He will not see me stopping here
To watch his woods...
He may not see me, but in the age of the internet he still has ways to find out. Pings and all that. Well, heck, he put it up for anybody to read. He surely knows this is also the era of copy and paste.
Would he also put a popcorn ball on the table and expect children no to touch?
I think not. Bt his own admission, he wouldn't hurt a fly...
The first warm day of onrushing spring rallied the dormant bug population of my house. Just as school locker rooms spill teams of amateur athletes onto practice fields at this season, the egg sacs in the darkest corners of my study burst forth legions of tiny spiders onto the floor and waves of minute flying midges onto the wall. No cause for exterminating action for me. Experience has taught me calm, knowing that within hours the baby bugs will be lunch for a small brigade of freshman lizards.
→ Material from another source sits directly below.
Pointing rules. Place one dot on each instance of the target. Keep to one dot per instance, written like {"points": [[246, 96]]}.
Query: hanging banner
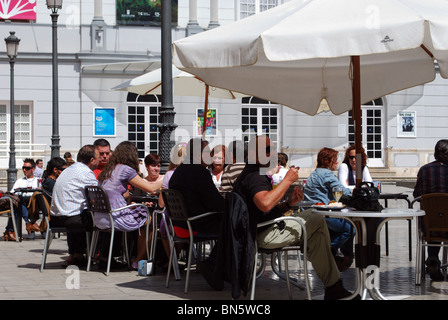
{"points": [[406, 124], [104, 122], [18, 9], [212, 122], [143, 12]]}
On a slightly larger scale, the Dispersal Committee of the Housefly Commune has already assigned one juvenile fly to each room of my house. These newly licensed pilots move with maniacal speed, erratically zooming here and there, practicing upside down landings on the ceiling, crashing into the clearly cleaned glass of the windows, and corkscrewing through the air in acrobatic shows of skill - but seldom landing long enough for me to get a shot at them with my Great Yellow Swatter of Death.
There are also a few tenacious survivors left over from the end of winter. For two days now a fat, elderly fly has lived out his last hours on the top of my desk. His airborne adventures seem to have ended. Slowly he walks from one end of the desk to another, pausing at the edge, and walking back again to the other end and another edge. He does not bother me. I do not bother him. It is in his favor that he has lost the urge, the will or the ability to launch himself into the air. As long as he does not enter my No-Fly Zone, I am content.
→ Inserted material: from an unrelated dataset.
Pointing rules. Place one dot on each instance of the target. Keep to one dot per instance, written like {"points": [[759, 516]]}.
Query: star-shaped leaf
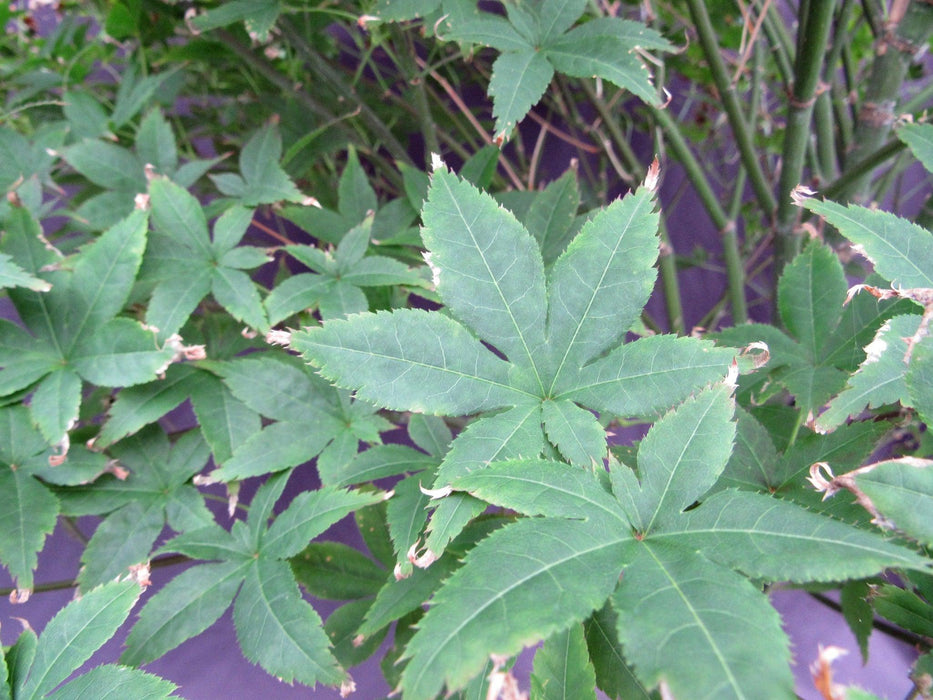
{"points": [[186, 264], [276, 628], [556, 338], [649, 548], [336, 285], [312, 418], [534, 40], [73, 332], [156, 492]]}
Once he even heaved himself up onto the Great Yellow Swatter of Death, walked its length, tumbled off the end and walked on. Fearless. Dignified. Senile.
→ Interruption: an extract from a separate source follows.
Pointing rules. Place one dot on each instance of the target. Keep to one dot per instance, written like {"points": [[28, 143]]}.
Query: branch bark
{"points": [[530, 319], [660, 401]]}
This morning he is still present, though moving ever so slowly, a centimeter or two at a time. At this moment he rests between me and the computer screen, scratching his head with this two front feet, and perhaps reflecting on the distance to the far away edge of the table. He sighs and plods on.
I worry about him now. What is there for an old fly to eat or drink on the hard brown desert of my desk? Will he fall off the edge the next time he gets there and break his neck? Or try his wings one last desperate time before he nosedives into the tile floor? Do his children know where he is or care? Can he see me, the possible agent of his fate, and is he afraid? Does he anticipate the coming of the Large Lizard, or is he comforted by knowing that, like mutton, he is too tough and stringy to be eaten now?
I put a jar over him and peered at him through a magnifying glass. Unlike other insects I’ve investigated, he did not panic – no madly rushing about or trying to escape. He looks tired and gray. Slowly he wrings his hands. When I removed the jar, he began walking toward the edge again with great dignity and purpose. Just before I turned off the light to go to bed, he was walking in circles, slowly, slowly.
This morning he was lying on his back. Dead. Feet in the air, in the middle of a sheet of typing paper on which were printed odds and ends of lines waiting to be inserted in the text of a novel. Mr. Fly died on top of this line:
"Pleasure is a fruit the foreigners eat green. Japanese wait for ripeness."
Mr. Fly lived to a ripe old age, I suppose. Struggling on until the end. Somehow, we were connected. In respect for his dignity and mine, I took him out into the garden, and with a teaspoon, dug him a small grave underneath a geranium plant, which is just coming into bright red bloom.
A unique event, however trivial. The first fly funeral I had attended. The first fly I had neither murdered nor tried to murder. I pondered the sense of mercy that stayed my hand from the Great Yellow Swatter of Death. I don’t know if it’s a sign of soft-heartedness or wisdom. But surely a reminder that perhaps any living creature may be reconsidered and treated with respect. Easy enough with an elderly, peripatetic fly. Much harder with scorpions wasps. And with people, well . . .
[Please Note: This journal contains a wide variety of stuff -- complete stories, bits and pieces, commentary, and who-knows-what else. As is always the case these days, the material is protected by copyright. On the other hand, I publish it here to be shared. Feel free to pass it on. Just give me credit. Fair enough?]
Alright, Mr. Fulgham, yours is the credit.
We all wish there was a permalink, because next time we want to read this it may - or may not - be accessible.
But I captured it here. So anybody who wants to see it again is gonna have to come here to read it after your journal has another entry on top. They'll have to search for it. But that's okay, too. Like trying to find the last dipped toffee in a Whitman's Sampler.